(Disclaimer: Tramping is the New Zealand word for hiking. Don’t worry Mom, this post is safe for you to read.)
I had to get my backpack in the shot because I figured no one would believe I actually went on a multiple day hiking/camping trip without some kind of concrete proof.
The next day we hiked from Anchorage from Bark Bay, which was a total of 8 k (which felt like nothing compared to the 14 k we did the day before). Chatting with Eve and Shennel made the time fly by and I don’t think we shut up once, which was probably really fun for all of the other hikers near us.
The hiking trail felt like a rainforest, but without the rain. There was an insane amount of foliage (that’s such a weird word) and it was all SO green. The only animals we saw were birds, I guess New Zealand only has like 3 native mammals? They have wild ferrets and possums, so I was not too upset that we missed them.
Since our hike was so much shorter, we had lots of extra time to do really important and exciting things, like nap on the beach. This was my favorite beach because the campsite was sandwiched between two bodies of water. It was literally like a little peninsula of sand. I also found a pirate ship, so clearly it was an exciting day. This campsite was really cool because we were able to see the tide go out and come back in. I didn’t realize just how far it went out, but when I woke up from my nap the whole beach was gone. It was so crazy; it seriously went from having water 3 feet away from me to being all sand as far as you could see. I didn’t take any before/after pictures of this, so you’ll just have to use your imagination on this one.

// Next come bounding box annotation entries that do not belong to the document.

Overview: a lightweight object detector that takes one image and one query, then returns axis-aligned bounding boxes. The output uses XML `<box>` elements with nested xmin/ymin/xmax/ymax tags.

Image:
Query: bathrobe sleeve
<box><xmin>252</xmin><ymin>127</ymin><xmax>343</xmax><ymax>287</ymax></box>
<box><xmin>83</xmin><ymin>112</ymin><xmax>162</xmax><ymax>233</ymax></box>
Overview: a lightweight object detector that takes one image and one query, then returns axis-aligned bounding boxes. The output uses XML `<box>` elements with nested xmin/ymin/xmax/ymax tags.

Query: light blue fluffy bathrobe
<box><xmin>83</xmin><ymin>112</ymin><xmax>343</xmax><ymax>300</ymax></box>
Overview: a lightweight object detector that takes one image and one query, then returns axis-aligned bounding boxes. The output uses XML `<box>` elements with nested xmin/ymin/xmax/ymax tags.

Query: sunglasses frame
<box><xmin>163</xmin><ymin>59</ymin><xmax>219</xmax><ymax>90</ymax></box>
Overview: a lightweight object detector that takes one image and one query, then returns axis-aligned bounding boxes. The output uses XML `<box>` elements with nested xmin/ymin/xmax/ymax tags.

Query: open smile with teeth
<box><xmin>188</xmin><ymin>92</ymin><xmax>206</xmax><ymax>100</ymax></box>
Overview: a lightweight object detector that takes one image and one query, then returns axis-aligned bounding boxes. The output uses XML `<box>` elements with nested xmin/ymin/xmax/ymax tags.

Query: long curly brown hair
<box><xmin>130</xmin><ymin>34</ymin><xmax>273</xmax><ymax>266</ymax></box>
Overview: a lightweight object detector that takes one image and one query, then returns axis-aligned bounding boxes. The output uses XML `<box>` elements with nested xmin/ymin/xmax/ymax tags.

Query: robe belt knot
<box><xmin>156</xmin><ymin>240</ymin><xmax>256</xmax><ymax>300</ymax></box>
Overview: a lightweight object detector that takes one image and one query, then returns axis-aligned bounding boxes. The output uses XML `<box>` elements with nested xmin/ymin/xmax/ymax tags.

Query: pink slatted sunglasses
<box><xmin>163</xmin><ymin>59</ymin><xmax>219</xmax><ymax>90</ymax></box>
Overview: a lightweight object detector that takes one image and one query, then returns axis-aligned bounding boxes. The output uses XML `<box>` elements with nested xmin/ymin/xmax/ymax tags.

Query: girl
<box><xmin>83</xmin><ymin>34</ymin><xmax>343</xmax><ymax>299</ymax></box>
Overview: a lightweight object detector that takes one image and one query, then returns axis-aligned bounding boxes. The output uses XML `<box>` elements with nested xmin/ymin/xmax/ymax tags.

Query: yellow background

We made friends with a German boy and a Dutch boy who shared their fire with us. Meeting people from all over the world is one of my favorite parts of traveling. It’s so cool to learn about other cultures from someone who experiences it first hand.
The next morning we had to wake up early so that we could cross the bay while the tide was low. We were told that this hike was only 11 k, which was less than what we did the first day so we weren’t worried. But when we got to the start of the trail, we found out that it was actually 15 k. So that was a fun surprise. We also discovered another tide crossing that no one told us about and so we had to walk in a huge loop in order to get around it, so that added another hour and a half to our trip. Somehow we managed to power through and made it to our campsite around 5pm.
Our fourth day was by far the hardest. We only had to walk 5.5 k and hike through one tide crossing, so we figured that compared to the other days, it would be a piece of cake. What we didn’t know was that almost all 5k would be directly uphill, and that it would be pouring rain the entire time. We knew we were off to a rough start when we woke up to rain, and knew that we would have to cross through high water because of this. The water came up above our knees, our feet hurt from stepping on all the shells, and we were already soaked from the rain. Once we finally made it across, we figured the hardest part was over. This was clearly before we knew we would basically walking vertically for the next 2 hours. When we finally arrived in Totaranui, we were soaking, freezing cold, hungry and cranky. From there we boarded a 4 hour bus back to Nelson. Our bus driver was determined to give us pnemonia and refused to turn the air condition off the whole way back. Needless to say, a (hour long) hot shower has never felt so good.
Hiking Abel Tasman was one of my favorite parts of the trip, and definitely something I’ll remember for the rest of my life. But just in case their was any question, I’m not turning into an avid hiker/camper anytime soon. I think I handled the outdoors pretty well though…I didn’t complain half as much as I wanted to, so I’m going to go ahead and call that a success.